The guidelines mandate service providers such as VPS, VPN, intermediaries, and data centres to retain user data for five years, and report cyber incidents within six hours. Companies are also required to keep track and maintain user records even after a user has cancelled his/her subscription to the service.
Aneesh P, a 21-year-old student who is enrolled in a long-distance online college based in Germany, uses VPN apps to stay connected with his teachers, and classmates. “The VPN provides me with a secure connection to German local news channels, streaming services, and assists me with finding my assignments —most importantly, I don’t see any advertising on my web browser, which means nobody is tracking my web history and I’d want it to remain like that.”

A VPN hides your identity and encrypts your data while also giving access to an IP in a country of your choice. It shields your identity by replacing your computer’s IP address with a temporary IP address hosted on a remote server.
Sarfaraz Shaikh, a 38-year-old businessman, told indianexpress.com that he works remotely from cafes and uses public wifi, which he then connects to a VPN service to ensure his data is not logged. “If my data would start being tracked and recorded by VPN companies, then why would I even bother to purchase the subscription?”

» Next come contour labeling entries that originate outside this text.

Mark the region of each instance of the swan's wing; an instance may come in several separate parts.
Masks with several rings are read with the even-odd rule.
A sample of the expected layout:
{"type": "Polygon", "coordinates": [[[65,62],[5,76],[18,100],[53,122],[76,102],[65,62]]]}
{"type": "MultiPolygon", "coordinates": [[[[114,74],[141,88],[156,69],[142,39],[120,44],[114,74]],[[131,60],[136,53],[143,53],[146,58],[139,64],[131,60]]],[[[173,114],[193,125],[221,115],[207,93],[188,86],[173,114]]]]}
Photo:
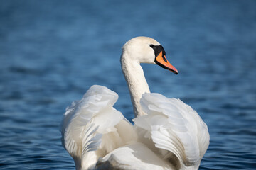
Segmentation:
{"type": "Polygon", "coordinates": [[[151,138],[161,149],[164,158],[174,154],[186,166],[200,163],[210,136],[194,110],[179,99],[159,94],[144,94],[141,105],[148,115],[134,119],[135,125],[144,138],[151,138]]]}
{"type": "Polygon", "coordinates": [[[95,85],[67,108],[61,140],[75,161],[80,162],[76,164],[92,165],[100,157],[136,139],[132,125],[113,108],[117,98],[114,91],[95,85]]]}

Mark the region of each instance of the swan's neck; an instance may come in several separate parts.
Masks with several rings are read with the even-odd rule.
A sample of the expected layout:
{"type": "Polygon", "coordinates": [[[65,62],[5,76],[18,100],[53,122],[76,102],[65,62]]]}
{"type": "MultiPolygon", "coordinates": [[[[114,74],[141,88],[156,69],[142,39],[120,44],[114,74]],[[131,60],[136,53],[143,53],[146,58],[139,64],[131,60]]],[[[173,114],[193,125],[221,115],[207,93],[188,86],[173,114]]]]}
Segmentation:
{"type": "Polygon", "coordinates": [[[150,93],[142,67],[138,61],[131,60],[126,52],[121,57],[122,69],[130,92],[134,117],[146,115],[139,101],[144,93],[150,93]]]}

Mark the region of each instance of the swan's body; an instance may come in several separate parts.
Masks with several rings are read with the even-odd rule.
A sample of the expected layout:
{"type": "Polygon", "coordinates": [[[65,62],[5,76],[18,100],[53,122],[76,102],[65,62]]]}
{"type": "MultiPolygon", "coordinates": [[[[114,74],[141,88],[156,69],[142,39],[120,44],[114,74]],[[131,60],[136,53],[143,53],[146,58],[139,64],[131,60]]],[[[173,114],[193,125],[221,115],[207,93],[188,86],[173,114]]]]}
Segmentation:
{"type": "Polygon", "coordinates": [[[133,126],[113,108],[118,95],[92,86],[67,108],[63,147],[77,169],[198,169],[209,144],[207,125],[179,99],[150,94],[140,63],[178,73],[159,42],[138,37],[123,47],[122,68],[134,106],[133,126]]]}

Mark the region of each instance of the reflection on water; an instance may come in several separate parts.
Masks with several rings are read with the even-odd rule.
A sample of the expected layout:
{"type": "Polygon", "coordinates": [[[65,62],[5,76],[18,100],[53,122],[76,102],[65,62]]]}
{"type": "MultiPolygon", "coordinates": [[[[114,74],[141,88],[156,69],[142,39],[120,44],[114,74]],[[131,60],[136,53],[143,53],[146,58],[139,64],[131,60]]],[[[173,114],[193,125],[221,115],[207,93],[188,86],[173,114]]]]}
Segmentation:
{"type": "Polygon", "coordinates": [[[121,47],[146,35],[179,71],[143,64],[151,91],[181,98],[208,125],[200,169],[254,169],[255,6],[250,0],[1,1],[1,169],[74,169],[59,124],[92,84],[117,92],[115,107],[131,120],[121,47]]]}

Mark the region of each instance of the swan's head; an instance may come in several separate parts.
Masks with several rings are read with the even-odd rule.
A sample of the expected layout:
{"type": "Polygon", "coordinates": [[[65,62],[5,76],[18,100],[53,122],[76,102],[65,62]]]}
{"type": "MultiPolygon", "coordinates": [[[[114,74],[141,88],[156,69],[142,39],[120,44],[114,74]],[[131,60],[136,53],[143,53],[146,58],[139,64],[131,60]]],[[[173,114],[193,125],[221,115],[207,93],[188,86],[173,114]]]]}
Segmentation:
{"type": "Polygon", "coordinates": [[[123,46],[123,55],[139,63],[149,63],[161,66],[175,74],[178,70],[166,57],[164,47],[159,42],[149,37],[137,37],[131,39],[123,46]]]}

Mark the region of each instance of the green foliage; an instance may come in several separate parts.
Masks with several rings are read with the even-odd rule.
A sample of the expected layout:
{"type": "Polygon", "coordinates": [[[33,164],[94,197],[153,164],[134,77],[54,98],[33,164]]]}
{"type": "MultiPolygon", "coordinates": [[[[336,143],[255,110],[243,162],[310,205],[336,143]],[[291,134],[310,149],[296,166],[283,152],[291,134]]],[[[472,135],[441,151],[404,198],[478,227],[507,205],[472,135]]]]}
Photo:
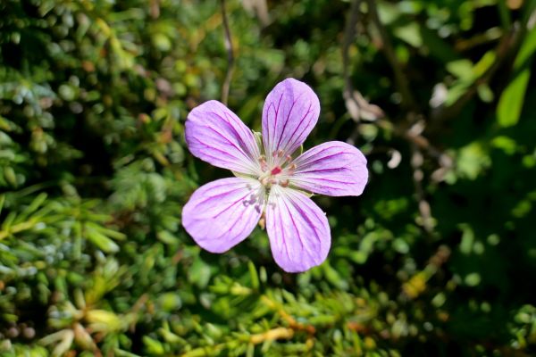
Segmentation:
{"type": "Polygon", "coordinates": [[[217,255],[180,225],[226,175],[183,138],[221,96],[219,2],[0,2],[1,355],[534,353],[535,2],[362,1],[346,69],[350,3],[225,2],[230,107],[258,130],[302,79],[306,146],[369,161],[363,196],[314,197],[331,252],[290,275],[260,228],[217,255]]]}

Like Shaikh, several others believe this guideline translates to lesser privacy and with data being logged, it would be possible to track browsing and download history.
While the Ministry of Electronics and Information Technology’s cyber arm CERT-In’s recent directive is to bridge the gap in cyber incidence analyses by having access to more information and data to enhance cyber security but experts and Internet freedom companies think this directive would result in serious privacy violation and impact VPN companies operating in India.

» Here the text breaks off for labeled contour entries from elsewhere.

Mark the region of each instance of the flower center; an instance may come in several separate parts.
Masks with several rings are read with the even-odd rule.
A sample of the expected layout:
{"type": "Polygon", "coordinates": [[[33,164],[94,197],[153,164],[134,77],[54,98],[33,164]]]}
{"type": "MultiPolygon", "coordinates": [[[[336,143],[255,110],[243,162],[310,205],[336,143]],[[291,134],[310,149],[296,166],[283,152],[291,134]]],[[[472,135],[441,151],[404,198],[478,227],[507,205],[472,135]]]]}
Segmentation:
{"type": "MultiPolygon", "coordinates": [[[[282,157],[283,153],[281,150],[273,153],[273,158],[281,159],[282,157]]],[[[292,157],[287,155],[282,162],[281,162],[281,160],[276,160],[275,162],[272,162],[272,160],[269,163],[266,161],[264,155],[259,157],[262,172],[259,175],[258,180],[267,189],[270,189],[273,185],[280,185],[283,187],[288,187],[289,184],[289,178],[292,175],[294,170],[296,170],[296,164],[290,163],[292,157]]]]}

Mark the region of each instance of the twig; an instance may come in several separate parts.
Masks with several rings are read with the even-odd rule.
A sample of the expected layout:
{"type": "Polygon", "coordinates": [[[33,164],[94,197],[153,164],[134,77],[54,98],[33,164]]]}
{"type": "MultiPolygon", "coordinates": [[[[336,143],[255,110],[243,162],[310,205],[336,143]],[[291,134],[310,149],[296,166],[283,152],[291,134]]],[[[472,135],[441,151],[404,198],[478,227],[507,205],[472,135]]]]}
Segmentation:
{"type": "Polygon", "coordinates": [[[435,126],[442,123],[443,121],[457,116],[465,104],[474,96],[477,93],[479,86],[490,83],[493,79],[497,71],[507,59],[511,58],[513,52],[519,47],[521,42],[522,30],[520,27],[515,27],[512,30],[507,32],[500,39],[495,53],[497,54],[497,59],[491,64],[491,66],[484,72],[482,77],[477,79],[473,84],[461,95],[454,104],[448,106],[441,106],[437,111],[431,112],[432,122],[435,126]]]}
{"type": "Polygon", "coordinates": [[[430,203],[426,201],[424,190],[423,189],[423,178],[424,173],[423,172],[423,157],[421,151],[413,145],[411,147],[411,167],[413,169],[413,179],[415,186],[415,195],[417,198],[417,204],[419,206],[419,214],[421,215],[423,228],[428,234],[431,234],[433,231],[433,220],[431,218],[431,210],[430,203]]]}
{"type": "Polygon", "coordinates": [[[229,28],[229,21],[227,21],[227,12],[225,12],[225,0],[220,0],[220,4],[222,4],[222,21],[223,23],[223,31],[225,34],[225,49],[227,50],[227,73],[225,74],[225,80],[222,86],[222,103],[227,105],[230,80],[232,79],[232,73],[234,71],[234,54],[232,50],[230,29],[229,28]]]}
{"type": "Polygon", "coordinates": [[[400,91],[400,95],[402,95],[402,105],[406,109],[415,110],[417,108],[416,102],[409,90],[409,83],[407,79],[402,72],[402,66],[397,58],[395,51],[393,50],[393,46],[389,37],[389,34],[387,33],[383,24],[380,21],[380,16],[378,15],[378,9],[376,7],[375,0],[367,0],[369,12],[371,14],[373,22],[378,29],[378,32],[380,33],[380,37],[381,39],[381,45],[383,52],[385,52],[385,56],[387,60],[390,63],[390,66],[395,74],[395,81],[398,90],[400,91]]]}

The Internet Freedom Foundation (IFF) raised concerns about the clause in the guidelines which states that the companies have “to store data for five years or more”. “The ambiguity around the time frame along with the lack of reasoning behind extending it could lead to serious privacy violations,” IFF said in a statement to indianexpress.com.

The policy requires VPN service providers to collect as well as report a wide amount of customer data even after the customer has cancelled their subscription or account. This includes but is not limited to names of subscribers/customers, validated physical, email and IP addresses, contact numbers, and other such personally identifiable information. Such excessive requirements for collecting and handing over data will not just impact VPN service providers but VPN users as well.

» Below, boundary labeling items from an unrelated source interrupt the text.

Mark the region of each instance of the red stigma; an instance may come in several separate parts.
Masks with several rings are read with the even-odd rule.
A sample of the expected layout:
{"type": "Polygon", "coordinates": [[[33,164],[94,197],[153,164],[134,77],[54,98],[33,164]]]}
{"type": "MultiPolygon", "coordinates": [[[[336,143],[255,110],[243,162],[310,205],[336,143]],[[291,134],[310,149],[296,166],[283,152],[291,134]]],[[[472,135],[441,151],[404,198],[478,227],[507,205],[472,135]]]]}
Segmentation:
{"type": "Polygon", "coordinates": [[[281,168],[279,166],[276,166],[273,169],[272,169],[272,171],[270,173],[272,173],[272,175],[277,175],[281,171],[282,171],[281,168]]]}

Prasanth Sugathan, Legal Director, SFLC.in believes that some providers may even choose to exit India than comply with such stringent guidelines that go against the principle of data minimisation adopted by most VPN services.
The lack of a data protection law in India makes the situation all the more problematic with limited recourse available for a citizen. “Forcing private players to collect such information without a strong data protection law places the privacy of the average user at risk,” said Udbhav Tiwari, Senior Manager, Global Public Policy, Mozilla.

“The KYC requirement is broad and might impact the operations of cloud service providers. The customer information sought under this requirement is sensitive and could deter consumers from availing the cloud services,” Rizvi said, explaining how this policy would affect VPN companies.
The five-year policy will also mean that VPN providers will see their costs jump significantly, which will then likely have to be borne by the consumer.
“The amount of data that is required is high. It will increase the operational costs of running a VPN and users will think twice before opting for such services. Although it is important for CERT.IN to monitor and investigate cyber security incidents, the privacy of citizens should not be compromised to achieve this objective,” Sugathan added.